The young man, who has lived in darkness for more than 30 years, felt that walking outside was becoming easier in recent years.

In Hefei, capital of southeast China's Anhui Province where Lin lives, more and more sidewalks are re-paved with Braille tiles that would aid the blind in walking.

Also, Lin found that traffic lights provide audio guidance when he was crossing the roads.

Moreover, the city's public bus operators began installing the first batch of Braille boards at stops in December this year.

"With these Braille signs, it is getting easier for the blind to know bus information and they don't have to repeatedly inquire," said Li Kewu with the Hefei Public Transportation Group.

Lin, as one of the 8.8 million visually impaired in China, is lucky since Hefei is one of the 100 pilot cities that first erected barrier-free facilities and support services.

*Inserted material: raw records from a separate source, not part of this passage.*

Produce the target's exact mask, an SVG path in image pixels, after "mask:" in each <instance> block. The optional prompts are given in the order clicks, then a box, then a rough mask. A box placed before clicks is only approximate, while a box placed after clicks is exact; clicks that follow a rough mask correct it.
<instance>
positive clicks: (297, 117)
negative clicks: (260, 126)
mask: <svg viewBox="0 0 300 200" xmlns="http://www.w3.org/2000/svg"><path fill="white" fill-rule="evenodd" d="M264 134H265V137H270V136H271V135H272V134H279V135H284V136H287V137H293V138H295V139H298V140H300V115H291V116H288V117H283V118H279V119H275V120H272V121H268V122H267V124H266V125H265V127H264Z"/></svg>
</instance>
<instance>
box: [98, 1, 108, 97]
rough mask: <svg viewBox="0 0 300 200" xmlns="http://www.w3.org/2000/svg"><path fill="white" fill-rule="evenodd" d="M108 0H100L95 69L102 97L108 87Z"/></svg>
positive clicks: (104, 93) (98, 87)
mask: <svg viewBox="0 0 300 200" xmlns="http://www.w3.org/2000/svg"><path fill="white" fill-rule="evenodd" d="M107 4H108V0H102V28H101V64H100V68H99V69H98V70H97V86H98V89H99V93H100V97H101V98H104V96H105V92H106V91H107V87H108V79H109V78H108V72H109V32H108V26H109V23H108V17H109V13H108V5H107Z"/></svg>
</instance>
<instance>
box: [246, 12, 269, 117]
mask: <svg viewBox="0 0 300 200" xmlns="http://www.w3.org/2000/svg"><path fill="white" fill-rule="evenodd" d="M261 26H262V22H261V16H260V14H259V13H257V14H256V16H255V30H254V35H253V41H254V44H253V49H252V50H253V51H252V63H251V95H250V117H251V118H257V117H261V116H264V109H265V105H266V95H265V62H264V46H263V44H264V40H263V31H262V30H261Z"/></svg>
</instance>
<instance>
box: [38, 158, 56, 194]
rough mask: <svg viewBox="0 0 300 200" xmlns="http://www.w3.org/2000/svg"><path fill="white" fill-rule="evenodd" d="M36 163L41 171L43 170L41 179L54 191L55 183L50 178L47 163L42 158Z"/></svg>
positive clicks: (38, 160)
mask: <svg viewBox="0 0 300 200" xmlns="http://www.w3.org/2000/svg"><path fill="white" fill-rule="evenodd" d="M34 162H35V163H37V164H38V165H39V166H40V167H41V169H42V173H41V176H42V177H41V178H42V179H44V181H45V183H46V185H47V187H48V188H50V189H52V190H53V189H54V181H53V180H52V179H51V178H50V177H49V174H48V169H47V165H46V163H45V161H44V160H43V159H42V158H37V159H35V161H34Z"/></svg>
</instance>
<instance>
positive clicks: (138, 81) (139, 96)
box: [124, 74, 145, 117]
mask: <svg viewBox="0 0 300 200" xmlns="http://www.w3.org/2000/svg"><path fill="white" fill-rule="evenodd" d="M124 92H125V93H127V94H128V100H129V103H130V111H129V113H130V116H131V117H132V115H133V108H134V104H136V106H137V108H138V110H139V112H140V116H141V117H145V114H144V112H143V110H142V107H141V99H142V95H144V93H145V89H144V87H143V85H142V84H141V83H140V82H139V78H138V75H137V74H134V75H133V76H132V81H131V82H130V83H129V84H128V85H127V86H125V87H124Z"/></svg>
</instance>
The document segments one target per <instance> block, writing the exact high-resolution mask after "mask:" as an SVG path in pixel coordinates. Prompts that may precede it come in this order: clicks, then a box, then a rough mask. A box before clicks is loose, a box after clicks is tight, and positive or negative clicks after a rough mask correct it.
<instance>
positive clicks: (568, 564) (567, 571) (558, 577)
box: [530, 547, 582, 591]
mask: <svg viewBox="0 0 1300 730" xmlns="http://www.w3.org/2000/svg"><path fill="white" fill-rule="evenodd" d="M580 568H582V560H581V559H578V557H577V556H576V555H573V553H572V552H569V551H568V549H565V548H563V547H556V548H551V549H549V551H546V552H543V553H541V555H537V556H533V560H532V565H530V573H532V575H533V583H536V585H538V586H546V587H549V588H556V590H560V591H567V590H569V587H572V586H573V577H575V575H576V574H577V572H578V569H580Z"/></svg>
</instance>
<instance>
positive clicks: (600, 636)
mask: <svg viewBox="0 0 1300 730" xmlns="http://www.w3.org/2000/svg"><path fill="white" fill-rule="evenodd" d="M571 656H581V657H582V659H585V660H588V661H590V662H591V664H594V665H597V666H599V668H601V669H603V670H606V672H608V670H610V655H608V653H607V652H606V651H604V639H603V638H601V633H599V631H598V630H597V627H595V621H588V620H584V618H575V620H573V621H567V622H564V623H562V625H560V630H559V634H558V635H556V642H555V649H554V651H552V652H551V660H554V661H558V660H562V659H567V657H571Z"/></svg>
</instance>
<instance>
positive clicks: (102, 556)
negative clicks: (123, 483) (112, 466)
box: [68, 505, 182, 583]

Some 1,110 km of sidewalks in Hefei have been remolded with Braille tiles and more than 500 crossroads and crosswalks have traffic lights installed with audio warning devices, said Wang Bin, who is in charge of construction and installation of barrier-free facilities in the city.

All newly constructed buildings, airports, railway stations and bus stops are covered with barrier-free facilities, said Wang.

The Chinese government started a program at the end of 2007 to install barrier-free facilities and support services in 100 cities nationwide within three years.

From northeastern Dalian to southwestern Guiyang, barrier-free facilities with Braille signs and buttons and wheelchair slopes have been built.

In Guangzhou, where the 2010 Asian Para Games are being held, all parks, shopping centers and hotels, along with about 30 churches and mosques, have been created with barrier-free facilities.

Wang Naikun, executive vice president of the China Disabled Persons' Federation (CDPF), said at a recent press briefing that the program had assisted the disabled, and more of such facilities would enter the households of those in need.

However, the barrier-free facilities are sometimes, if not often, encroached upon by people who do not realize the importance of these services to the disabled.

For example, bicycles are often seen parked on sidewalks embedded with Braille tiles, making them impassable for the blind.

With the economic growth and fast urbanization in China, there will be greater demands from the disabled to participate in social affairs in a more active way, said Yang Yun, deputy president of the Hefei Disabled Persons' Federation.

"We need to raise the public's awareness over the importance of barrier-free facilities and create a more comfortable environment for the disabled," Yang said.